Home > OS >  How can I build a tree of headings based on the DOM
How can I build a tree of headings based on the DOM

Time:08-06

I have a DOM of headings. I want to output a tree from it.

const dom = new DOMParser().parseFromString(
  `<!DOCTYPE html>
  <body>
    <h1>A</h1>
    <h2>B1</h2>
    <h2>C</h2>
    <h3>D</h3>
    <h3>E</h3>
    <h4>F</h3>
    <h2>B2</h2>
  </body>`,
  "text/html"
);

This is the desired output, a hierarchical table of content tree:

const output = {
  A: {
    tag: "H1",
    children: [
      {
        B1: { tag: "H2" },
        C: {
          tag: "H2",
          children: [
            {
              D: { tag: "H3" },
              E: { tag: "H3" },
              children: [{ F: { tag: "H4" } }],
            },
          ],
        },
        B2: { tag: "H2" },
      },
    ],
  },
};

This is my attempt:

const headerTagSet = new Set(["h1", "h2", "h3", "h4"]);
const headerTags = ["h1", "h2", "h3", "h4"];

function buildTree(nodes) {
  const tree = {};
  let currentNode = tree;
  let prevLevel = 0;
  const stack = [];

  for (const node of nodes) {
    if (node.tagName && headerTagSet.has(node.tagName.toLowerCase())) {
      const currentLevel = headerTags.findIndex(
        (tag) => tag === node.tagName.toLowerCase()
      );
      const isNested = currentLevel > prevLevel;
      if (isNested) {
        const newNode = {
          [node.textContent]: {
            tag: node.tagName,
          },
        };
        stack.push(newNode);
        if (currentNode.childre) {
          currentNode.childre.push(newNode);
        } else {
          currentNode.children = [newNode];
        }
        prevLevel = currentLevel;
        currentNode = newNode;
      } else {
        currentNode[node.textContent] = { tag: node.tagName };
        stack.length = 0;
      }
    }
  }

  return tree;
}

buildTree(Array.from(doc.body.childNodes));

However, my current solution is not correct.

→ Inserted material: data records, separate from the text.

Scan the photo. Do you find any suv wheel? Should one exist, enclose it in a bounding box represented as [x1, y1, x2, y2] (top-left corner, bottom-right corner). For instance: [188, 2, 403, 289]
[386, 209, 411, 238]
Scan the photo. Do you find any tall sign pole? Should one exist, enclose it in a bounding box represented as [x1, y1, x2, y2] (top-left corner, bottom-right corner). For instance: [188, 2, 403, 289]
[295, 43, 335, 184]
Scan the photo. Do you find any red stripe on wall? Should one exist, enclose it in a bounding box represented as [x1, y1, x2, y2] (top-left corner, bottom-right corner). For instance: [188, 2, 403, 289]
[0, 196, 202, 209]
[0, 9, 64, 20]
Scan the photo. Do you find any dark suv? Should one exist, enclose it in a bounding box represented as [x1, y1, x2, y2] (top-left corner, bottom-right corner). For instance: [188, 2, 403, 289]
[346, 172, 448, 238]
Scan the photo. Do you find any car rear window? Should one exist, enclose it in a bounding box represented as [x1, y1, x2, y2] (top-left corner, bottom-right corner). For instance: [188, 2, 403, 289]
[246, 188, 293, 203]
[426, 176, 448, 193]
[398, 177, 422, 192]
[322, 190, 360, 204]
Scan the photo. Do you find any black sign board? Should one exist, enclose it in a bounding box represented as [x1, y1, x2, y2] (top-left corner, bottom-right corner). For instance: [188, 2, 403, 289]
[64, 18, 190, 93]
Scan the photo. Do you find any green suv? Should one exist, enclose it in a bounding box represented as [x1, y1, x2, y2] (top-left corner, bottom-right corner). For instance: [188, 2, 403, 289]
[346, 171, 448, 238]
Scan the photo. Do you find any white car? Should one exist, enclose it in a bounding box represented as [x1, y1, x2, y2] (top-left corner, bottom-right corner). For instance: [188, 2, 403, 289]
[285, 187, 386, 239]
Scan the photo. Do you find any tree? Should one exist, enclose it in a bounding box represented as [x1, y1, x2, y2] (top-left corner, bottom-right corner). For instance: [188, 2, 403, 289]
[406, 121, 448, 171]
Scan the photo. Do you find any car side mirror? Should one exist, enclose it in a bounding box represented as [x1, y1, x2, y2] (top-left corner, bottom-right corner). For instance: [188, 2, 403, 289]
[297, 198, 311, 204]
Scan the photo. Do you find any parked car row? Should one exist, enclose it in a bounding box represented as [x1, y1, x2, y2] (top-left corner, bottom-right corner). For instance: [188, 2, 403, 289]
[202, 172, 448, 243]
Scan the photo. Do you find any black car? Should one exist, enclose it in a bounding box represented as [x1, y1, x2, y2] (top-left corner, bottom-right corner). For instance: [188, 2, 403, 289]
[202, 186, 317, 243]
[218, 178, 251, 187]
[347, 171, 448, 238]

I can't seem to figure out what the current algorithm is.

CodePudding user response:

First of all, there seems to be an error in the structure. The expected shape for one of your nodes looks like ths:

{
  E: { tag: "H3" },
  children: [{ F: { tag: "H4" } }],
}

That is, a loose children tag conected to the root single object in C's children array, but I suspect this was intended:

{
  E: { tag: "H3", children: [{ F: { tag: "H4" } }] },
}

That is, the children property connected to E. I'm going to proceed under the latter assumption for a consistent structure.


Secondly, as described at length in the comments, the desired output structure seems suboptimal to me.

The first issue is that all children arrays have a single item always, which seems pointless. A guaranteed-one-item array might as well be stripped out and the lone element moved outward to replace the unnecessary wrapper. This saves an extra loop or [0] when it comes time to use this structure.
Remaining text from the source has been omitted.